Harrisburg PA – A preliminary study shows a pilot disciplinary program aimed at non-violent drug offenders is lowering the probability that an inmate will be rearrested upon release.
Working with researchers at Drexel University, the Department of Corrections last year developed and implemented a new program, known as SIP-HOPE, within the State Intermediate Punishment (SIP) program at two Community Corrections Centers (CCCs).
“The results of this study show an impressive 13 percent reduction in re-arrests among SIP-HOPE participants,” said Bret Bucklen, director of research and planning for DOC. “Further, SIP-HOPE participants spent fewer days in prison or jail, demonstrating the ability of this approach to not only reduce crime but also to reduce the use of costly prison beds.”
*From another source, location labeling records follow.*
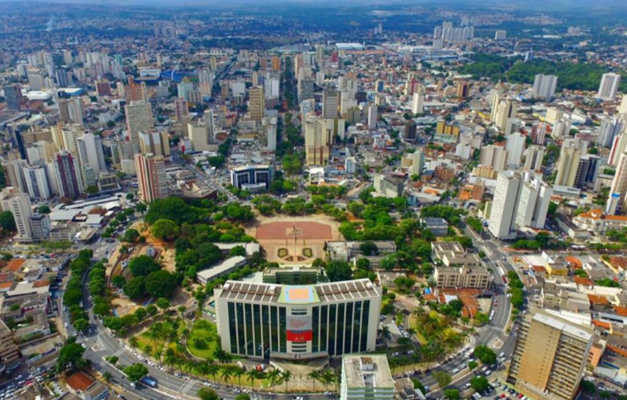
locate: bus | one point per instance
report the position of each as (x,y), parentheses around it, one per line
(146,380)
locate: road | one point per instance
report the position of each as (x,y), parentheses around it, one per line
(494,334)
(100,343)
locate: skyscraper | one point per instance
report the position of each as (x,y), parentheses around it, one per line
(151,177)
(138,119)
(257,103)
(567,165)
(610,128)
(19,204)
(520,200)
(156,142)
(13,97)
(37,182)
(330,102)
(317,141)
(68,175)
(609,86)
(550,357)
(618,190)
(544,86)
(417,104)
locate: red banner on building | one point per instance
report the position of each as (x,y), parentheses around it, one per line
(299,336)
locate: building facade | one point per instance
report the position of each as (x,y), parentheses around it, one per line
(550,357)
(298,322)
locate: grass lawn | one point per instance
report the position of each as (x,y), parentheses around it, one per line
(143,341)
(203,339)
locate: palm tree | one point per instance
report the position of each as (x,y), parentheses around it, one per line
(227,373)
(314,375)
(213,370)
(285,377)
(251,376)
(238,373)
(274,376)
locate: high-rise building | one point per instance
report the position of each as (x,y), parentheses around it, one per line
(494,156)
(298,322)
(618,190)
(417,104)
(317,141)
(138,119)
(410,130)
(515,147)
(500,34)
(610,128)
(534,156)
(588,170)
(544,86)
(199,135)
(151,177)
(330,102)
(550,357)
(20,206)
(505,110)
(13,97)
(372,117)
(257,103)
(181,109)
(254,178)
(155,142)
(37,182)
(366,377)
(567,166)
(90,152)
(68,176)
(609,86)
(418,162)
(520,200)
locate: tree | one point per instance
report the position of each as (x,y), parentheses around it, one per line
(163,303)
(442,378)
(338,271)
(135,372)
(368,248)
(70,356)
(479,383)
(161,284)
(165,229)
(136,287)
(207,394)
(131,235)
(451,394)
(81,324)
(44,210)
(118,281)
(7,222)
(143,266)
(485,354)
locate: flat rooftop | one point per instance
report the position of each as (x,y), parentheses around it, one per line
(370,371)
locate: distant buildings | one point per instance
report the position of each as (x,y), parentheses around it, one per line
(544,86)
(138,119)
(609,86)
(550,357)
(520,200)
(151,177)
(253,178)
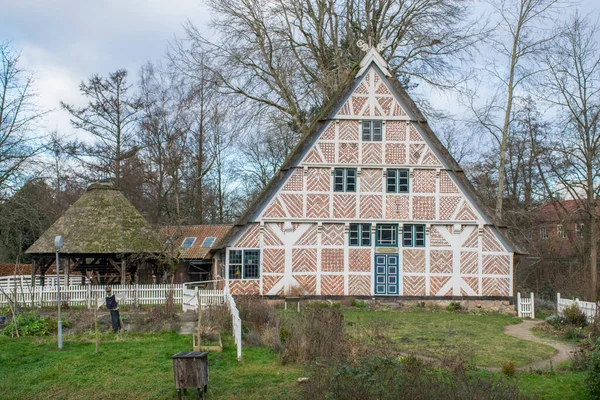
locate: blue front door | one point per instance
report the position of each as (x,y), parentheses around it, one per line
(386,274)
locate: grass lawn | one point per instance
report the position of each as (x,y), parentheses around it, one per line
(434,333)
(133,366)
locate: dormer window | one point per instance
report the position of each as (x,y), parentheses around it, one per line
(372,131)
(187,243)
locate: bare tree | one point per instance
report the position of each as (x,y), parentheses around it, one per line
(18,117)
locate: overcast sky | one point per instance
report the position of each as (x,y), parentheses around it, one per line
(66,41)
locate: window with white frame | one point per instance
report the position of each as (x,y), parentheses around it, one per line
(244,264)
(344,180)
(372,131)
(579,230)
(397,181)
(360,234)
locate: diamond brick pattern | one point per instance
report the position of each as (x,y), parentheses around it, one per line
(317,206)
(275,210)
(359,260)
(370,206)
(349,130)
(273,260)
(424,207)
(436,239)
(308,283)
(251,238)
(469,262)
(332,260)
(371,180)
(495,265)
(240,287)
(490,243)
(446,183)
(332,235)
(413,260)
(332,285)
(359,285)
(308,238)
(436,283)
(395,153)
(318,180)
(371,153)
(440,261)
(416,151)
(396,206)
(424,181)
(344,206)
(413,286)
(304,260)
(448,206)
(348,153)
(395,131)
(269,281)
(293,204)
(495,287)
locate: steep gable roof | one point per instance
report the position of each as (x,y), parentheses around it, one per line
(371,60)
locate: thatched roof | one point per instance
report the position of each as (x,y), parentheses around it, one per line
(102,221)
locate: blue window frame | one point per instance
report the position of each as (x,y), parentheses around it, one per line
(344,180)
(386,235)
(360,234)
(397,181)
(413,236)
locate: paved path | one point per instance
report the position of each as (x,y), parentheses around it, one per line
(523,331)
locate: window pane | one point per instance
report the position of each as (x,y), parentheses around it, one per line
(366,130)
(353,235)
(391,180)
(377,131)
(407,236)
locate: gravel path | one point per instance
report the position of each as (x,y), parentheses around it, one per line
(523,331)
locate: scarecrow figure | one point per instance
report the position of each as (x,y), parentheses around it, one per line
(113,306)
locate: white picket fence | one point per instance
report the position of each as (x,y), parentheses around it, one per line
(86,295)
(588,308)
(525,306)
(237,323)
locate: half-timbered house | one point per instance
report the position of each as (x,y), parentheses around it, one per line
(369,203)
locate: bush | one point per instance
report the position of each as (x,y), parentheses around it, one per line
(574,316)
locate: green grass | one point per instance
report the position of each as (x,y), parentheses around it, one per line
(434,333)
(133,367)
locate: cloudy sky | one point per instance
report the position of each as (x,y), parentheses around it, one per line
(66,41)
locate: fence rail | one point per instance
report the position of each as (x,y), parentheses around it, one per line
(590,309)
(87,295)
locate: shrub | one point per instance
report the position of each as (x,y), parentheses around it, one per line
(574,316)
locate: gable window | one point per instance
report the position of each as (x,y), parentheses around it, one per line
(397,181)
(372,131)
(360,234)
(244,264)
(344,180)
(187,243)
(413,236)
(208,242)
(560,231)
(387,235)
(579,230)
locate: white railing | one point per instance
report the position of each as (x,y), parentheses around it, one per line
(525,306)
(86,295)
(588,308)
(237,323)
Bucklen said the results are in line with much of the accumulated evidence from more than a dozen other states showing the effectiveness of the swift, certain, and fair (SCF) supervision approach.
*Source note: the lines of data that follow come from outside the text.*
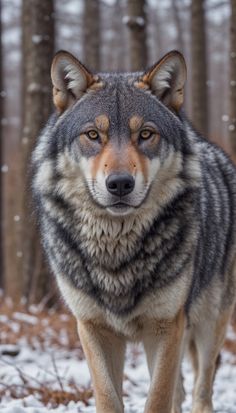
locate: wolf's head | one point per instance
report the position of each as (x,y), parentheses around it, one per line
(119,128)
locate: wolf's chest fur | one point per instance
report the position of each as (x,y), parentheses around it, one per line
(118,261)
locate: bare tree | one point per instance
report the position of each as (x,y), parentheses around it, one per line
(1,150)
(91,34)
(178,25)
(37,54)
(199,67)
(136,22)
(232,92)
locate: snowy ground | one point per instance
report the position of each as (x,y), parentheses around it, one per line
(25,367)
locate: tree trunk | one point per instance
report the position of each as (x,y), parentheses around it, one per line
(1,153)
(199,67)
(37,52)
(232,85)
(178,26)
(91,34)
(136,22)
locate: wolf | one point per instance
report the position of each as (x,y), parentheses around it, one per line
(137,218)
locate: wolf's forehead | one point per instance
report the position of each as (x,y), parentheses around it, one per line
(120,106)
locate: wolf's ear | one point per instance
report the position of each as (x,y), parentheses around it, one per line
(166,79)
(70,80)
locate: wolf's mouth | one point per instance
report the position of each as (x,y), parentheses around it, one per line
(119,208)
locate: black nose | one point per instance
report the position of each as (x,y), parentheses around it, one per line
(120,184)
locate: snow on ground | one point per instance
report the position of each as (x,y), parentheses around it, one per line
(60,369)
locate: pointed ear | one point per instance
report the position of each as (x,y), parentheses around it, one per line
(70,80)
(166,79)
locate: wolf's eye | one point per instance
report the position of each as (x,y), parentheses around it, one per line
(146,134)
(92,134)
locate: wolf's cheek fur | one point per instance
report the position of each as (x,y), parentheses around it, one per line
(97,169)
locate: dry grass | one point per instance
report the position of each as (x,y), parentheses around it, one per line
(38,326)
(40,329)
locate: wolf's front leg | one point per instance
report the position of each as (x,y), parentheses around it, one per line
(104,351)
(163,344)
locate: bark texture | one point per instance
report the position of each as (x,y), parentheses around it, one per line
(1,153)
(37,52)
(91,34)
(232,85)
(136,22)
(199,67)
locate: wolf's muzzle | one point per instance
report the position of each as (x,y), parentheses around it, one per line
(120,184)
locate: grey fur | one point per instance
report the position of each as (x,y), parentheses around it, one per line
(196,224)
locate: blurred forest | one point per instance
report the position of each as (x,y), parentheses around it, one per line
(106,35)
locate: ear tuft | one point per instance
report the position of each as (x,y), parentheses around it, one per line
(166,79)
(70,80)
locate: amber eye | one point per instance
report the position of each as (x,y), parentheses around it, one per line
(146,134)
(92,134)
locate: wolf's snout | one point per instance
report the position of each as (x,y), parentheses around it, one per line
(120,184)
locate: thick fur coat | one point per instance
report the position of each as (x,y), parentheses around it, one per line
(168,246)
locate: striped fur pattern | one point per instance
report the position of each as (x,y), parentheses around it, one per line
(172,245)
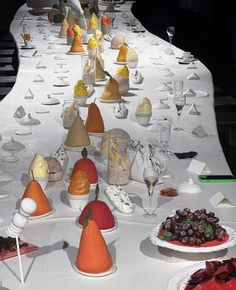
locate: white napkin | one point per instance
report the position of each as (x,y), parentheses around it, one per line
(193,110)
(193,76)
(29,94)
(19,113)
(38,79)
(190,93)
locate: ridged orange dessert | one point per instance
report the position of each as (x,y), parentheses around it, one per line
(94,122)
(77,44)
(122,53)
(77,135)
(111,91)
(93,255)
(79,184)
(35,192)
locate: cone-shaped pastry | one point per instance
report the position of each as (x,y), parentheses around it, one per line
(93,22)
(100,75)
(106,24)
(122,77)
(38,166)
(93,255)
(122,53)
(70,18)
(77,135)
(79,184)
(64,27)
(87,165)
(77,44)
(111,91)
(94,122)
(35,192)
(117,40)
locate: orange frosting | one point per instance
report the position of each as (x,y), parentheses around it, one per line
(35,192)
(93,255)
(77,44)
(94,122)
(79,184)
(111,91)
(122,53)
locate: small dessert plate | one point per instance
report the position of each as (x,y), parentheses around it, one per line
(110,271)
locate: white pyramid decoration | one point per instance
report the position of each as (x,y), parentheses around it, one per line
(29,94)
(193,76)
(191,66)
(190,93)
(19,113)
(38,79)
(40,65)
(193,110)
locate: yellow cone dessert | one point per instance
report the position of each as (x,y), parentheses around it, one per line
(77,45)
(77,135)
(100,75)
(80,89)
(64,27)
(122,77)
(111,91)
(93,22)
(35,192)
(94,122)
(38,166)
(79,184)
(70,18)
(122,53)
(93,255)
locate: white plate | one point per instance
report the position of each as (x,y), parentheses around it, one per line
(76,148)
(101,80)
(103,231)
(43,215)
(112,101)
(231,242)
(28,47)
(179,280)
(120,62)
(201,94)
(75,53)
(113,269)
(100,135)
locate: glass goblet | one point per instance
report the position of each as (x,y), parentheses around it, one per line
(150,176)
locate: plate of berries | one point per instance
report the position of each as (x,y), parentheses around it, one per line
(190,231)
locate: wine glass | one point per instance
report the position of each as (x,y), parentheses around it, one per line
(150,176)
(179,99)
(170,32)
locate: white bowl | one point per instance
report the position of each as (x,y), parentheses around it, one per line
(143,120)
(81,100)
(78,202)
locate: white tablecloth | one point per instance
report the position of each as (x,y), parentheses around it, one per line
(140,264)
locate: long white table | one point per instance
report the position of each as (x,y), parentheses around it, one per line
(140,264)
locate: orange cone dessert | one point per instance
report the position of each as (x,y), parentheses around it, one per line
(93,255)
(122,53)
(94,122)
(77,44)
(77,135)
(111,91)
(35,192)
(79,184)
(64,27)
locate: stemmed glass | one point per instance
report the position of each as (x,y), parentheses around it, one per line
(170,32)
(178,99)
(150,176)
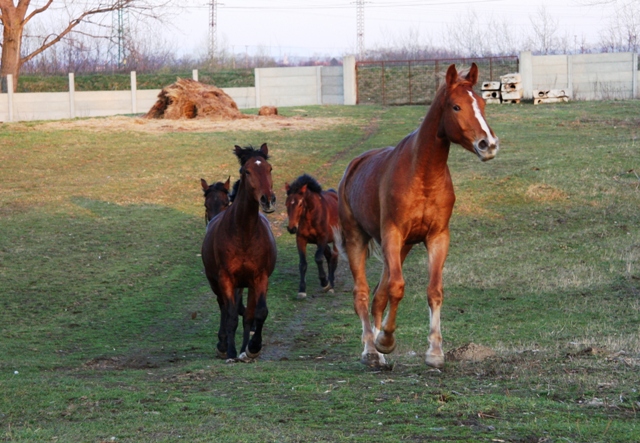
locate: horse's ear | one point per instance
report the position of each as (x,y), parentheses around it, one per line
(472,76)
(452,75)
“It is becoming increasingly clear that the SCF supervision model is a leading evidence-based model for improving public safety within community-based corrections,” he said.
“We are working aggressively and strategically to reduce future criminality of individuals in our charge,” said Corrections Secretary John Wetzel. “These results point to the fact that this new approach is showing positive outcomes.”
SIP is a 24-month structured sentence for non-violent drug offenders incorporating inpatient and outpatient drug treatment. Participants reside in the CCCs, for the latter potion of the sentence.
Using guidelines established by Project HOPE, (Hawaii Opportunity Probation Experiment) the inmates were given clear rules, including a ban on alcohol and illicit drugs that were prominently displayed on posters in the CCCs. The SIP-HOPE participants were given breathalyzers each time they entered the CCCs and were subject to random drug testing.
When an individual was found to have violated the SIP-HOPE protocol the response was immediate. First time violators received 24 hours in prison. Those committing subsequent offenses saw increased time in prison or potentially expulsion from the SIP program.
Once sanctions were completed, inmates were permitted to resume all programming as if no violation had occurred and at all times participants were informed that addiction treatment was available.
The SIP-HOPE pilot was implemented at CCC Scranton (Lackawanna County) and CCC Riverside (Allegheny County) between September 2015 and September 2016, with follow up to chart recidivism.
The DOC is planning to expand SIP-HOPE to additional Community Corrections Centers.